The nature of a poem is that every word counts. I’m less concerned with “I have a beautiful body” becoming something that people say, because it’s not a fad. I would hope that people carry these words in their hearts and say them to other people they know have not been told them in too long. It is an opportunity to shift what has been allowed to be beautiful and equally ugly. My greatest hope is that these words find the people who need them most.
I think affirmations and intentions are great for getting the courage to face issues and having the confidence to do so from a place of truth and wholeness.
DM: In your poem “I Dare You”, you say, “I taught myself to come alive.” What do you think has enabled you to rise up and overcome your trials, rather than be overcome by them?
Natalie: I keep waking up. That’s the beautiful and devastating thing about life, it keeps going. I’ve had some terrible and traumatic things happen in my life but all of those things are behind me now. I get to create my life anew each day, if I have the courage to. Some days, I hide under my covers surrounded by worry and fear. Other days, I jump out of bed with thanks in my spirit for the opportunity to be alive. I get to decide everyday who I am going to be. Also, I try really hard to only surround myself with awesome fully charged people so in the moments I am outside of my truest nature their presence alone inspires me to get it together again.

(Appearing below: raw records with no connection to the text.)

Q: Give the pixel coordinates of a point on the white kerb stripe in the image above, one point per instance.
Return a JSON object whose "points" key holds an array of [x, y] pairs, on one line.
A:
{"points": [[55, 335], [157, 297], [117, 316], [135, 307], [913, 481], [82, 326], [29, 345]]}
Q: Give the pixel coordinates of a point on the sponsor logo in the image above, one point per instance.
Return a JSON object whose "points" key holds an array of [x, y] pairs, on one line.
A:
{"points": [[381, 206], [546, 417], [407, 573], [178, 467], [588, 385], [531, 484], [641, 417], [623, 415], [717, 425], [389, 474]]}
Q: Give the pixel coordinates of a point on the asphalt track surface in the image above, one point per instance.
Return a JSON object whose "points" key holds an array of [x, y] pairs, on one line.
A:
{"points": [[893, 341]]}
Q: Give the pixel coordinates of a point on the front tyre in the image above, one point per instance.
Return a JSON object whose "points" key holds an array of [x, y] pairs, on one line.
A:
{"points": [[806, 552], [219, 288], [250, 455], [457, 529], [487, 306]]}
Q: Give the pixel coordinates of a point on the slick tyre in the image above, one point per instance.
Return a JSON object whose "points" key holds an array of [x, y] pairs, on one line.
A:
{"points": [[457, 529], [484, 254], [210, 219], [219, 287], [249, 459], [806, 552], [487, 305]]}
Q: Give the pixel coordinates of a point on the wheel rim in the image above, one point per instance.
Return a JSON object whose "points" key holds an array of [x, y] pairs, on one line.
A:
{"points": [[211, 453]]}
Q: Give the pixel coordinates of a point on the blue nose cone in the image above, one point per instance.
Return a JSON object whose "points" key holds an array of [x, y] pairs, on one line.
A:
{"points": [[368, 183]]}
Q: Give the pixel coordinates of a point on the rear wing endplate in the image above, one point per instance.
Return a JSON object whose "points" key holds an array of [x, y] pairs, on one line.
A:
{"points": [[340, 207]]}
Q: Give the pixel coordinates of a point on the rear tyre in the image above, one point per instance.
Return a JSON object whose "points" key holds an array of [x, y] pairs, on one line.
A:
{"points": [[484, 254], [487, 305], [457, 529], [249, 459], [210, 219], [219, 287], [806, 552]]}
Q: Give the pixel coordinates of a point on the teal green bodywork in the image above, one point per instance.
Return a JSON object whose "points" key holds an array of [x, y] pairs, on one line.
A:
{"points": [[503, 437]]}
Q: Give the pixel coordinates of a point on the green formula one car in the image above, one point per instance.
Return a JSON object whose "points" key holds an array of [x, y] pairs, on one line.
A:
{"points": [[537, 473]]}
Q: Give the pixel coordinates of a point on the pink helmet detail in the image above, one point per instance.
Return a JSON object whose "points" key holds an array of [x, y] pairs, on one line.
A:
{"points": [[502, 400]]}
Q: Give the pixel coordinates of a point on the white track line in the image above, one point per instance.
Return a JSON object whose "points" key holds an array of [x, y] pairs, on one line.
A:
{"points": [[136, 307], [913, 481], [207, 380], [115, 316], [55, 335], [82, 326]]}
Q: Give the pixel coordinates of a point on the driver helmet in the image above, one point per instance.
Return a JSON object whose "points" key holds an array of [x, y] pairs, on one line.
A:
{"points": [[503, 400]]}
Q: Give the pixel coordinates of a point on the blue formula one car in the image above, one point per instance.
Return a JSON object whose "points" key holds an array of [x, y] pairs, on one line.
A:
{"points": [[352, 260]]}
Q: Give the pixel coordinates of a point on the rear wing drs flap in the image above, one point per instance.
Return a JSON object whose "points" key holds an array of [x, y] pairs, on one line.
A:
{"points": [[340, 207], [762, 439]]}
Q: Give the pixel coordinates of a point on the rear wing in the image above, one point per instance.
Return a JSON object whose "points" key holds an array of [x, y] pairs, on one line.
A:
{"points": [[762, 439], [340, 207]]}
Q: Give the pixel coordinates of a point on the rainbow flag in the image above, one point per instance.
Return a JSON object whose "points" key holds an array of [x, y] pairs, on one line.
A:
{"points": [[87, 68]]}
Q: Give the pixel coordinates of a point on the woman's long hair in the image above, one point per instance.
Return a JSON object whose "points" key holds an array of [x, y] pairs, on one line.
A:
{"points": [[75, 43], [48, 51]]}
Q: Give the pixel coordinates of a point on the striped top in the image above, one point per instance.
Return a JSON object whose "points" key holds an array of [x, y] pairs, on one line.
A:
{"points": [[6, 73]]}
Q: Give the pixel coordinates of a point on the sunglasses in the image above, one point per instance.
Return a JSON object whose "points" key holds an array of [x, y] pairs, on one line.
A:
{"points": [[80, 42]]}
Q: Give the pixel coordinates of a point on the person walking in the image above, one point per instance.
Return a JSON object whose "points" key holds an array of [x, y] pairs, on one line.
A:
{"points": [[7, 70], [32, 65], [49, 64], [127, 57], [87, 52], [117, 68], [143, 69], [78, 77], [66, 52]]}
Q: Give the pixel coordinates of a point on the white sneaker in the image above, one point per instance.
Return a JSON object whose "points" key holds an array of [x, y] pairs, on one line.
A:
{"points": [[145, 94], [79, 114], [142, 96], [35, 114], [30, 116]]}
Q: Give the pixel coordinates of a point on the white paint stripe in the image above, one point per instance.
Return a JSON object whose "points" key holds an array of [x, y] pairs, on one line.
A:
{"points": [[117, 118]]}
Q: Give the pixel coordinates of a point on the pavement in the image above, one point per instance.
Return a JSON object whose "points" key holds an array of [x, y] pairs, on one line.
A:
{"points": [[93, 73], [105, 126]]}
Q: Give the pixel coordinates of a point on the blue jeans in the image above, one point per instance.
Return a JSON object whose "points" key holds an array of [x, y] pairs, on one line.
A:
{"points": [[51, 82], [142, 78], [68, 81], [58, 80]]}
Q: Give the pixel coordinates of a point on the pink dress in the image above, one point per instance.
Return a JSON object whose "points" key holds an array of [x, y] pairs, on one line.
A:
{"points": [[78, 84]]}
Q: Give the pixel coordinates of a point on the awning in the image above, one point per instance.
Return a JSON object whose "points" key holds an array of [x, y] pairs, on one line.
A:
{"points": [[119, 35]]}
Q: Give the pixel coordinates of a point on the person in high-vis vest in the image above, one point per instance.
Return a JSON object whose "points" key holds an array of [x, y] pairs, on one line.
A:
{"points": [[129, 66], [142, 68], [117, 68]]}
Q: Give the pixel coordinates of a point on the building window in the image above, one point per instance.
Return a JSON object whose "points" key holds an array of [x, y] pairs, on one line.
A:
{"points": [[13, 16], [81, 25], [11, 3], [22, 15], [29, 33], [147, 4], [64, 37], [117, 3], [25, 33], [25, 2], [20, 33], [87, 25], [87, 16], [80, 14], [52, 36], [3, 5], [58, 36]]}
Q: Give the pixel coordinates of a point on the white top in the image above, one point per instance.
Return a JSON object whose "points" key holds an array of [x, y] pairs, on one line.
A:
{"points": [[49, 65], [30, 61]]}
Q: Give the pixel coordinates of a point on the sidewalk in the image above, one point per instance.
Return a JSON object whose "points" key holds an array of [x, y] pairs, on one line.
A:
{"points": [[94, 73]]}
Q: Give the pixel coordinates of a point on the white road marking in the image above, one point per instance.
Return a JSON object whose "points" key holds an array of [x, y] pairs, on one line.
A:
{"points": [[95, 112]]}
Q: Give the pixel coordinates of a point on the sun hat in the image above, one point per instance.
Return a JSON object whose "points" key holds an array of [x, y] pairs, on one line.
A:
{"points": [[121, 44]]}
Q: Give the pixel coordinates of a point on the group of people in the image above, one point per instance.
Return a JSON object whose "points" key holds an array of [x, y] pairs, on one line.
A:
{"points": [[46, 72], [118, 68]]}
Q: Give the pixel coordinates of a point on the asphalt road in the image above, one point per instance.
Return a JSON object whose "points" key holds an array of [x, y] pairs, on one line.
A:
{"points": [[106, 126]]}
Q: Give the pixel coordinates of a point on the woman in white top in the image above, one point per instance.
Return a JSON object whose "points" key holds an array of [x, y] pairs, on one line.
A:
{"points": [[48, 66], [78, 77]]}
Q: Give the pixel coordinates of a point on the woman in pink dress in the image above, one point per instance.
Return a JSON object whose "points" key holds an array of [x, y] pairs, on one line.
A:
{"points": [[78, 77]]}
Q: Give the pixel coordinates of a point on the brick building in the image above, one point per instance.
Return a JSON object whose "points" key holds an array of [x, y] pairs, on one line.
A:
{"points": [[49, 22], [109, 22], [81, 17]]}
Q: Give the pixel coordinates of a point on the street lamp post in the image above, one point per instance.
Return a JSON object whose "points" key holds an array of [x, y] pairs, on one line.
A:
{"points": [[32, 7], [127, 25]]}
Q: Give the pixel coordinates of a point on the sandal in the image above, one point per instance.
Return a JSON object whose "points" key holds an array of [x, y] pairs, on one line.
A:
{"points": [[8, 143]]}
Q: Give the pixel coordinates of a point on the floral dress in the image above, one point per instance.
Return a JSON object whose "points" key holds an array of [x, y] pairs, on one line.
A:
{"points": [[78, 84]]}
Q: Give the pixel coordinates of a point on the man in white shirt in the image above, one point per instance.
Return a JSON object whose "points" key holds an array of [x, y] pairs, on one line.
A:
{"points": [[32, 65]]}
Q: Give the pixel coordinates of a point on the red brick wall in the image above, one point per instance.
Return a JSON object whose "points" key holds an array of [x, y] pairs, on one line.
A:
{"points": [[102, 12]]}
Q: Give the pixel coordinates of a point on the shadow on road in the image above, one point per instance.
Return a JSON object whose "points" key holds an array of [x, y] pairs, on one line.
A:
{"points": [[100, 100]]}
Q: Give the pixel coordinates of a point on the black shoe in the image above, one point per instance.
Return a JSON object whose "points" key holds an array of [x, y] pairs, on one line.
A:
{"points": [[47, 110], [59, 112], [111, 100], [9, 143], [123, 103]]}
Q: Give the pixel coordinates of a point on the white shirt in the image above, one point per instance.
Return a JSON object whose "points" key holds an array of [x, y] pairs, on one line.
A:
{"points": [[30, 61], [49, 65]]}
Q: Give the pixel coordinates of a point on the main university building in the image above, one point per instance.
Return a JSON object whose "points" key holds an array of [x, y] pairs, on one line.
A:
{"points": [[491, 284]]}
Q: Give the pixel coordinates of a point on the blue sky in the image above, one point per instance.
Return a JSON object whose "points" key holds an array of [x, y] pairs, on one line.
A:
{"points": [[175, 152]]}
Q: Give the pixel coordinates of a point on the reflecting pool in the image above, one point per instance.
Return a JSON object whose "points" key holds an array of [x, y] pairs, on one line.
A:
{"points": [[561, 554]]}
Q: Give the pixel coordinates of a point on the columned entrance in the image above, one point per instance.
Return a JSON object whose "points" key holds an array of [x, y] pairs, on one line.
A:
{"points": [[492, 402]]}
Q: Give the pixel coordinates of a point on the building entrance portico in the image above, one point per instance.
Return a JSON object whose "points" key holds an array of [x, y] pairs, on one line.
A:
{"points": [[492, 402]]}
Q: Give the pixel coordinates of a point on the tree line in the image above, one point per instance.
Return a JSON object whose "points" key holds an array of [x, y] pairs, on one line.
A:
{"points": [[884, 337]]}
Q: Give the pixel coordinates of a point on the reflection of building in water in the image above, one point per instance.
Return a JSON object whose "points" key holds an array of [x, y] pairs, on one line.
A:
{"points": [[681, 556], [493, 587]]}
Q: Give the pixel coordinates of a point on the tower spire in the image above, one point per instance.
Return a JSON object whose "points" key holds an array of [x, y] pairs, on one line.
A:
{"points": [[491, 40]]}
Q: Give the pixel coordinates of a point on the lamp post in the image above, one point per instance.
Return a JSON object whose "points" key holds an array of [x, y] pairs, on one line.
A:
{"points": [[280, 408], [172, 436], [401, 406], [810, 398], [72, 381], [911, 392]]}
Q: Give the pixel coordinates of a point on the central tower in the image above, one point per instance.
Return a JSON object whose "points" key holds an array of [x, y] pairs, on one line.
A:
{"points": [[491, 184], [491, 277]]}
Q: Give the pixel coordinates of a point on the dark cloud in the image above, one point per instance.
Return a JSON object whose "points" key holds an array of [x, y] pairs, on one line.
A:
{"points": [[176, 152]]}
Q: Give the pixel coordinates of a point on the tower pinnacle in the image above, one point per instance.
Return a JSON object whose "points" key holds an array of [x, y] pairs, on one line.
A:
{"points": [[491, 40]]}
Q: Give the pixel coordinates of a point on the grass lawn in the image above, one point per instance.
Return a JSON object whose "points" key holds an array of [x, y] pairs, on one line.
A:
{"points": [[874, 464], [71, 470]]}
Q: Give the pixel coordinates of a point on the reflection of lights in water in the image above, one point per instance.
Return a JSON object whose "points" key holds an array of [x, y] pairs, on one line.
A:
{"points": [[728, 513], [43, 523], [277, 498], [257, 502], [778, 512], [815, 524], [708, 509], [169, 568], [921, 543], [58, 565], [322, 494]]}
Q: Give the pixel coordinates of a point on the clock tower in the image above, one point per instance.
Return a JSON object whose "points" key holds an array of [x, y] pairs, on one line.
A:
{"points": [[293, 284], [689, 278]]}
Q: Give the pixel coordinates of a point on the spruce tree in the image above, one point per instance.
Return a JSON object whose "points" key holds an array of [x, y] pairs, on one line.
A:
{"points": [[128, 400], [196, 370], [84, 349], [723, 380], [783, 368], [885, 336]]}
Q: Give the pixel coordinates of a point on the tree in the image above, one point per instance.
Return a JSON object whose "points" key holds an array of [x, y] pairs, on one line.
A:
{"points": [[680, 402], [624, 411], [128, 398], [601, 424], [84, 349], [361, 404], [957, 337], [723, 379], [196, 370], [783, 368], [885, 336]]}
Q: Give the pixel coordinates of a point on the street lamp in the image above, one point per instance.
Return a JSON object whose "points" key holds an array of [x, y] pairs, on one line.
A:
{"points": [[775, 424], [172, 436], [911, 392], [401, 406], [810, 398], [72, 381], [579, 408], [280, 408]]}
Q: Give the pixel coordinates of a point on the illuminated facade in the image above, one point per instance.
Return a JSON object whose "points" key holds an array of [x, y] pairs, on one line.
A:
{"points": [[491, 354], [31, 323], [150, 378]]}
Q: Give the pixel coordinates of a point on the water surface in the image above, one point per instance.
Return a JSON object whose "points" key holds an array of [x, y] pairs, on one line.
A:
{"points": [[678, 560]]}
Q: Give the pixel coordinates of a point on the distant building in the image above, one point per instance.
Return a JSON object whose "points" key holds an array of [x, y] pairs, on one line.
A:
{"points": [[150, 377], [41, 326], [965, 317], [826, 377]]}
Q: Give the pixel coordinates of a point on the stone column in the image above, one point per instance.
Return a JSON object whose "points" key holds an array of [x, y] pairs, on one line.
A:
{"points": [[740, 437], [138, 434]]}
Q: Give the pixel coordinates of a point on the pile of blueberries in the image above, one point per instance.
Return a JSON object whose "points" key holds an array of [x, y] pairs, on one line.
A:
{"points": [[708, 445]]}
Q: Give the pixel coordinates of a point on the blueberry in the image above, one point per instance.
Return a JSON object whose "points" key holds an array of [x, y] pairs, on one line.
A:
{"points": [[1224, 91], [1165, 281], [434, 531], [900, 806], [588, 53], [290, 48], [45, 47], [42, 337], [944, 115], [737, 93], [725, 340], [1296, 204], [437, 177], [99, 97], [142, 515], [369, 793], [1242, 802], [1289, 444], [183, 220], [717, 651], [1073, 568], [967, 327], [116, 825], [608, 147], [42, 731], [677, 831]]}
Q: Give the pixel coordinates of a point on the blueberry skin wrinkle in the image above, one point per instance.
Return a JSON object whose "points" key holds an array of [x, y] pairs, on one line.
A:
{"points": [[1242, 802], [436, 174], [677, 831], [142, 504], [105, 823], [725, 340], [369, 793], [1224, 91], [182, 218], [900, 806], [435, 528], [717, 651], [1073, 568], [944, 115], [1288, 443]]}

DM: Has the response to Darling + SoulPancake videos surprised you?
Natalie: When I wrote “Beautiful Body” I knew it was special. I knew when it found its place in the world I’d have to hold on. I’ve been very protective of my art for a long time but the universe just set me in this amazing moment so I surrendered to it. I have been a supporter of SoulPancake for a year and I knew that if I didn’t get cut out of the video, it was going to be big. I’m actually glad I didn’t know when the video was coming out; I would have been trying to prepare. The experience has been beautiful and such a confirmation that there is a world of people interested in my work.
DM: Do you think there is hope for our society when it comes to women and their body image? Or will it always be a battle to love who we see in the mirror?
Natalie: Absolutely, I exist. As long as there are people in the world unwilling to suffer in silence, there is always hope and a high probability for change. People who watch these videos, educate themselves and consider these issues important are another reason to be hopeful. We have been letting life dictate how we feel, but there is a new kind of energy that is now emerging. People crave truth and happiness. When we become exhausted we are more willing to make the changes necessary to move forward. This is relevant in every aspect of living.
As long as there are people in the world unwilling to suffer in silence, there is always hope and a high probability for change.
DM: How can women be better encouragers of beauty in all its forms?
Natalie: Celebrate life. Be yourself. Be unashamed. Be fully self-expressed. Find ways to fall in love with everything you see. Seek to understand. That’s how you find beauty. That’s how you find love.